国道411号線を行く

 というわけで続き。R411は山梨県に入ると、その名を「青梅街道」から「大菩薩ライン」へと変える。急峻な峠道が続くが、十分に整備されて道幅も確保されており、なかなか走りやすい。いかにも走り屋が現れそうな道であるが、それらしき姿を見かけなかったのはやはりあまりに山奥であるせいか。筆者の腕と車では「頭文字D」のようにいはいかず、うんこらよっこらせと安全運転でヘアピンを抜けていくことになる。


「大菩薩ライン」の標識と愛車。正面の山に見えるジグザグの白い筋がR411である。何もない山の中、ひたすらにヘアピンの繰り返しで高度を稼いでいく。

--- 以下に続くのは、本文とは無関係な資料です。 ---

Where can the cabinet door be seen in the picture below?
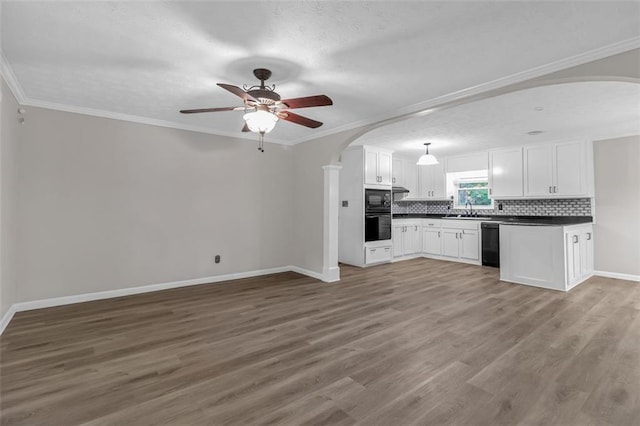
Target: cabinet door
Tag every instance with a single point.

 美しい渓谷を左右に見ながら登ることしばし、ついに柳沢峠の頂上に辿り着く。標高は1472m、休憩所と故事来歴を記した石碑がある。峠の茶屋らしきものもあるのだが、飯島直子の人形などが立っていたりしてちょっとばかり雰囲気をぶちこわしているのは否めない。気温も低いが、それだけではないひんやりした空気がそこに流れていた。

 


ここから眺める雲の峰は素晴らしい。天気がよければ富士山も見えるそうである。


あまり本題とは関係ないが、咲き乱れるツツジが美しかったのでもののついでにゲット。

 ここから道は、ローギアのお世話にならなくてはならない急な下り坂になる。ここも工事が最近まで行なわれていたが、現在では高架橋の連続するかなり金のかかっていそうな道路に変貌している。ちょいちょいと温泉なども点在しており、百名山のひとつである大菩薩嶺を望みながらゆっくりつかるのもなかなか気分がよろしい。

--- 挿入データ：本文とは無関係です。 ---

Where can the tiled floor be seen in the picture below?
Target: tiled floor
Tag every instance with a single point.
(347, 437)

 そうこうしているうちに塩山市街が見えてくる。R411はこの塩山市内の細い道をジグザグに曲がりながら抜けてゆき、ナビなしでトレースするのはちょいとばかり難しい。現在これを避けるバイパスが建設中で、この下り坂から甲府盆地を一望することができる。この地形を見るとなるほど盆地とはうまいことをいったもんだと納得してしまう。夜景も美しく、これはなかなか使えそうだ(←何に)。


塩山バイパス。果樹園と花に囲まれた快適なドライブルートだ。

 塩山市街を抜けると次は勝沼町。ここらはブドウの産地として有名で、そこらじゅうブドウ農園だらけと言って過言ではない。ワインの店なんかも数多くあるが、ここらで食べた巨峰ソフトクリームも美味しかった(店名失念)。


今はシーズンオフだが、秋にはぶどう狩りの観光客でにぎわうのだろう。

やがてR411は等々力の交差点を右折して進路を西に変え、川沿いの区間に入る。非常に眺めがよく、いい気分で走れる区間だ。

 

笛吹川沿い、石和温泉付近。360度どこを見ても山に囲まれているのが関東平野とは違うところ。できれば晴れてる日に撮りたかった風景。

 石和町の八田交差点で再び右折し、また急に雰囲気が変わる。今度はわりに狭い市街地で、一転してせせこましい走りを強いられ、流れも悪い。実はここらはかつて甲州街道(旧R20)だったところらしい。こうした狭く、クランク状に屈曲した道路というのは敵の侵入を防ぐための、戦国から続く城下町に特有のものだ。まあ武田信玄公も450年後の交通渋滞までは予測していなかったであろう。


甲府が近づくにつれ流れも悪くなる。これがR20だったころはどれだけ混んだことか。

 にもかかわらずというべきか、このへんの人々は実に信玄が好きだ。甲府駅前には大きな銅像が建てられ、お土産は桔梗信玄餅、温泉といえばみな信玄公の隠し湯、名物料理のほうとうは信玄の採用した野戦食という具合で、なんでも信玄公のおかげという感じである。


ほうとうのチェーン店「小作」も紋所は武田菱。筆者は甲府に来ると必ず立ち寄る。写真は甲府駅前店。

 甲府の中心に近づくにつれデパートや銀行が増えてゆき、最後は「甲府警察署前」交差点で駅前通りにぶつかってR411は終了する。ここは同時にR52の終点でもある。なんか不自然な終わり方だが、これはR20のコース変更のため隠れていた起終点が浮いてしまったためだろう(このへんのことが推測できるようになれば国道マスターは近い)。


ここが終点。峠道であったR411は市内の大通りになっていた。

 

 というわけで全線118.7kmを走り終えた。国道としては距離的に短い方に属するが、走りごたえは十二分。特に新緑の季節、紅葉の季節には美しい風景を満喫でき、ドライブコースとしてはまさに最適。何より、東京からすぐ近くで自然の香りが感じられるのがよい。中央道に飽きたあなた、たまにはこういう道をのんびり走ってみるのも悪くないのでは?